The Black Exodus Handbook is a zine exploring the Black experience in the UK. Inspired by the British Black Power publication ‘Race Today’, spearheaded by Darcus Howe and Linton Kwesi Johnson, the handbook tackles conversation around home, community, self-identity, gender, queerness, protest and ancestry. Danny Bailey, the editor-in-chief, believes it is not only important to talk about the current climate but to create a vision for the future. A vision that is free from the structures that oppress us. That vision is explored through poetry, fashion, photography, digital art and interviews led by black creatives in the diaspora.
ThePalaceOfTheDogs is a platform that seeks to redirect the purpose of artistic expression in our society and document decolonial practices through arts and media. The collective aims to put Blackness back into the community with a focus on creativity and community building, all whilst challenging the Black and Brown community’s ideas on identity. They exist to make space outside the capitalist construct for Black and Brown creatives to explore their social and political voice in their communities through art and media. @ThePalaceOfTheDogs recognises the value of artistic expression within our diasporic histories and the impact it can have on our futures. They believe in positively and authentically impacting their community by documenting creative decolonial practices. These practices could help gain autonomy over narratives and forge an existence outside of oppressive systemic structures that capitalise on these cultures and yet keep others out of the room. @ThePalaceOfTheDogs demands not only to have a seat at the table but want to own the room so we can cater to our needs.
Originally from Hackney, Danny Bailey is a multidisciplinary artist who uses his Afro-Caribbean background as a creative vocabulary to challenge issues regarding race, sexuality, gender, faith and politics through playwriting, performance, filmmaking, Digital Art and Community Building. As a theatremaker, Danny is interested in combining practices through film, live-streaming and documentary with traditional theatre practices to challenge accessibility to the arts. Throughout his career as a theatremaker and filmmaker, he has gained support from Brixton House, Stanley Arts Centre, and Soho Theatre, where he has the opportunity to develop new theatrical works.

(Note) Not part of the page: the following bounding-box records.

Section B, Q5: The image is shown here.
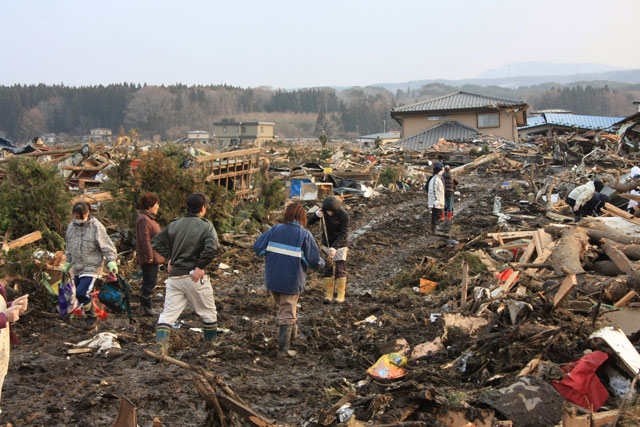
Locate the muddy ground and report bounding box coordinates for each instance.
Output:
[1,174,608,426]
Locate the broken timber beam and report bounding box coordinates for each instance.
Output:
[552,274,578,310]
[451,152,502,175]
[2,231,42,252]
[602,239,634,274]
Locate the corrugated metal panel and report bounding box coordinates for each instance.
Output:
[518,113,624,130]
[518,114,547,129]
[392,91,525,113]
[544,114,624,129]
[394,122,480,151]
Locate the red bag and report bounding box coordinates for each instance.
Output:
[553,351,609,411]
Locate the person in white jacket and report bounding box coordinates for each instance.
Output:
[566,180,604,222]
[427,162,444,233]
[627,166,640,214]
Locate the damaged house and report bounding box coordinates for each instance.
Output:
[391,91,529,151]
[518,113,623,138]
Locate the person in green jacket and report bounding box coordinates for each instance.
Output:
[151,193,219,355]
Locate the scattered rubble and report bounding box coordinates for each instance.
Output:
[3,131,640,426]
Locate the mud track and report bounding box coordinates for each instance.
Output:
[1,176,508,426]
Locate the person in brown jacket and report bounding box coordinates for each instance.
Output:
[136,193,164,317]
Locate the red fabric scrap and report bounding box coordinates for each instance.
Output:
[552,351,609,411]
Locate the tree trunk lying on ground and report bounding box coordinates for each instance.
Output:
[550,227,589,274]
[544,221,640,245]
[593,259,624,277]
[607,171,640,193]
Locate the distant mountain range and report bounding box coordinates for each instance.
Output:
[476,61,623,79]
[364,63,640,92]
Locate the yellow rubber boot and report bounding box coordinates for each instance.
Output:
[336,277,347,303]
[323,277,334,304]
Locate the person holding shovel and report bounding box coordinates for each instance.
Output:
[309,196,350,304]
[136,193,164,317]
[0,283,29,413]
[253,202,324,357]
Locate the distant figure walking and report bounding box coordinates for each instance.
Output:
[440,165,458,221]
[253,203,324,357]
[427,162,444,233]
[309,196,351,304]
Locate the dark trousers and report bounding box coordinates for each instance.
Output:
[431,208,442,230]
[73,276,96,305]
[566,197,583,221]
[323,261,347,279]
[141,264,158,298]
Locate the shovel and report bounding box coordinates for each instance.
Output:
[320,217,333,267]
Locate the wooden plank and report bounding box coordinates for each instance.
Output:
[613,291,638,307]
[552,274,578,310]
[71,191,113,203]
[216,393,275,427]
[618,193,640,202]
[196,148,262,163]
[562,409,620,427]
[3,231,42,251]
[60,162,111,172]
[487,231,535,240]
[604,203,640,225]
[526,242,557,274]
[519,240,542,264]
[460,261,469,308]
[602,239,634,274]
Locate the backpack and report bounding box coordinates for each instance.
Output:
[98,274,132,322]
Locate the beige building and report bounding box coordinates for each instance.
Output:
[213,122,275,147]
[391,91,529,141]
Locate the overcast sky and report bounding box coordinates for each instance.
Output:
[0,0,640,88]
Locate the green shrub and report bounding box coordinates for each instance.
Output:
[0,158,71,251]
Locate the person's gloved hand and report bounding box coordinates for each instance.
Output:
[107,261,118,274]
[11,294,29,314]
[4,305,22,323]
[61,261,71,274]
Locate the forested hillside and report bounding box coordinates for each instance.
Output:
[0,78,640,142]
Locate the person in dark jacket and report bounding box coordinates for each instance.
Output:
[309,196,350,304]
[440,165,458,221]
[136,193,164,316]
[151,193,218,355]
[253,203,324,357]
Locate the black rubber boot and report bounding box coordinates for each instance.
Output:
[140,295,157,317]
[278,325,296,357]
[82,302,98,332]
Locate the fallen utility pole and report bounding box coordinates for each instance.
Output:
[143,350,275,427]
[0,147,82,163]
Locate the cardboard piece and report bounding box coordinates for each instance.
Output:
[589,326,640,377]
[411,337,444,359]
[480,376,564,427]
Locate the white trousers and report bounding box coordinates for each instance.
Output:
[158,276,218,325]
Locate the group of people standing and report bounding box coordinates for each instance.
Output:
[62,193,350,356]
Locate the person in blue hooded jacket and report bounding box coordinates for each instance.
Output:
[253,203,324,357]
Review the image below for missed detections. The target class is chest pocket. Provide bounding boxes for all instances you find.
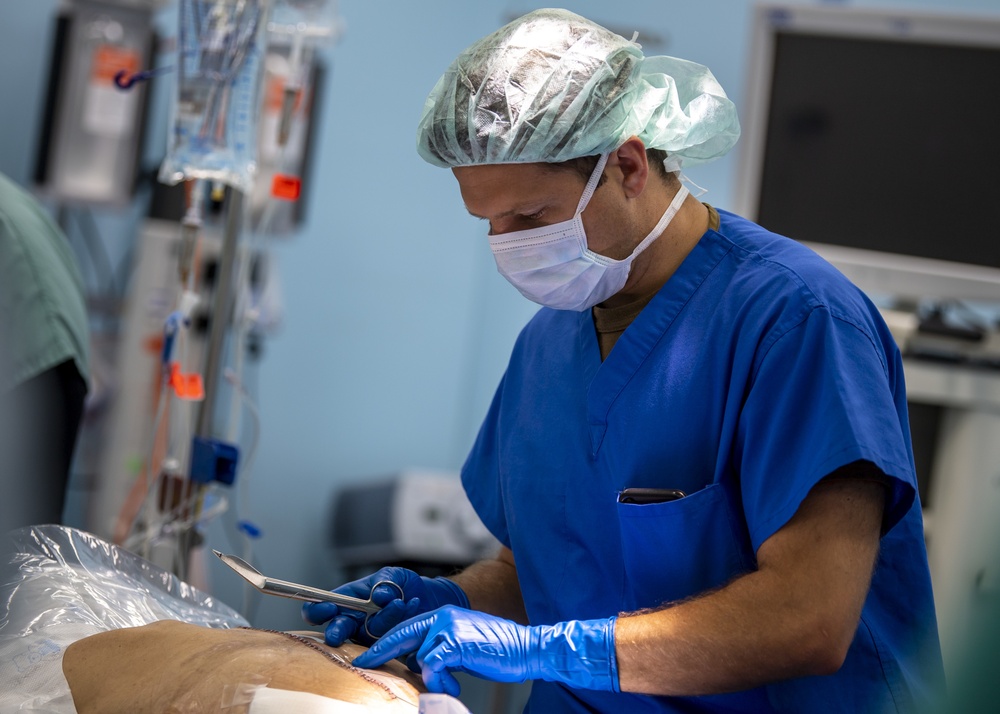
[617,484,752,610]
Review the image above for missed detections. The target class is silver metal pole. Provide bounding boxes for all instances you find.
[195,189,244,438]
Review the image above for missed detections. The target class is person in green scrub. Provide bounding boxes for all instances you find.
[0,174,89,532]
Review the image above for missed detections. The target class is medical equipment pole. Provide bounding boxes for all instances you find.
[195,188,244,438]
[176,188,244,579]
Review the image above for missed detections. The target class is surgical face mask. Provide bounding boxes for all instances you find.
[489,154,688,310]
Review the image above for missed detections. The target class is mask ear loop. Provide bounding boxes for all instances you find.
[677,171,708,198]
[576,151,611,216]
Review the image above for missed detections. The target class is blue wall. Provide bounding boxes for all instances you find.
[0,0,1000,640]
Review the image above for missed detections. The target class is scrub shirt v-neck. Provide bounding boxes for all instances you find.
[462,211,941,712]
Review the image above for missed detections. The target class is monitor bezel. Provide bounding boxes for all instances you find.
[734,2,1000,302]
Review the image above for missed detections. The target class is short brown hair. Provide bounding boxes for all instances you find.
[545,149,677,186]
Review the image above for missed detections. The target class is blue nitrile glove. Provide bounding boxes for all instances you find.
[354,605,618,697]
[302,567,469,647]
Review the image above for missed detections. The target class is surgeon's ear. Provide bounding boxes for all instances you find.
[615,136,649,198]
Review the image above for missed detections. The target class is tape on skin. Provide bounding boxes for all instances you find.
[247,687,376,714]
[221,678,267,709]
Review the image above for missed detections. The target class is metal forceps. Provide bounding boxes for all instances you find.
[212,550,404,640]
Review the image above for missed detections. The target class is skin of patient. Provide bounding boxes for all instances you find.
[63,621,426,714]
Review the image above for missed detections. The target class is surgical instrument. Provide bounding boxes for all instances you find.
[212,549,404,639]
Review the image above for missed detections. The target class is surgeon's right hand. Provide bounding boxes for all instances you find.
[302,567,469,647]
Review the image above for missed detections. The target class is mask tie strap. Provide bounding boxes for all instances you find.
[677,171,708,198]
[631,184,691,258]
[576,152,611,216]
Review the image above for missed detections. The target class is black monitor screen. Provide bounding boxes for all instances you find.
[757,32,1000,267]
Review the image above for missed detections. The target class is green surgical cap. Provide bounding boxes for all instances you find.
[417,9,740,171]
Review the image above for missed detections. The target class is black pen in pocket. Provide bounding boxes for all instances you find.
[618,488,687,504]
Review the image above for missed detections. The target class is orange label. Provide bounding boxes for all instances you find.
[90,45,139,84]
[169,362,205,402]
[271,174,302,201]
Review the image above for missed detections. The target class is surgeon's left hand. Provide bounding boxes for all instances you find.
[354,605,618,696]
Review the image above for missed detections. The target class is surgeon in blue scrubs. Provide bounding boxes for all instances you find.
[305,10,943,714]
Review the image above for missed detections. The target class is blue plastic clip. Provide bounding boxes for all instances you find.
[236,520,264,540]
[191,436,240,486]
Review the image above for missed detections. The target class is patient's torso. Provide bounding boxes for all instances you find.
[63,621,424,714]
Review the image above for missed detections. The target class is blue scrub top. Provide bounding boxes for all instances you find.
[462,211,943,714]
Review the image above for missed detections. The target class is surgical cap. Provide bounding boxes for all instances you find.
[417,9,740,171]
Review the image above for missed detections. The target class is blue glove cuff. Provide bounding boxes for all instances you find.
[421,578,469,612]
[528,616,620,692]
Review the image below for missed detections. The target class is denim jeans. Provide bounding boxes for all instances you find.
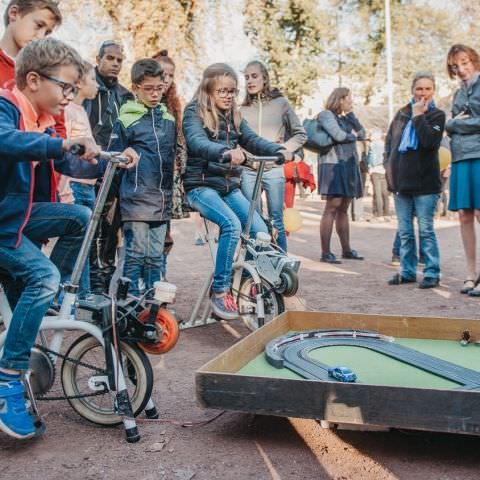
[123,222,167,296]
[392,230,425,259]
[0,203,90,370]
[70,180,95,210]
[394,194,440,279]
[187,187,268,293]
[242,167,287,251]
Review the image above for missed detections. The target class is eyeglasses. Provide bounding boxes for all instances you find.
[37,72,78,98]
[137,85,164,94]
[217,88,240,98]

His credits as an experimental filmmaker include Black Exodus (V&A, National Gallery of Art in Washington DC, Black Lens film festival) and Soft Bwoi (Queer fringe film festival in London, Afropolitan Festival in Brussels and Fringe of Colour Festival in Edinburgh).
He also has a career in theatre; some of his recent performing work includes A Strange Loop at The Barbican, The Dark is Rising with Complicité, and Get Up Stand Up at The Lyric Theatre.
He is developing two new plays he has written, Pressure and Finding Olokun. He was just awarded a development grant at the Stanley Arts Centre, where he will be developing Finding Olokun.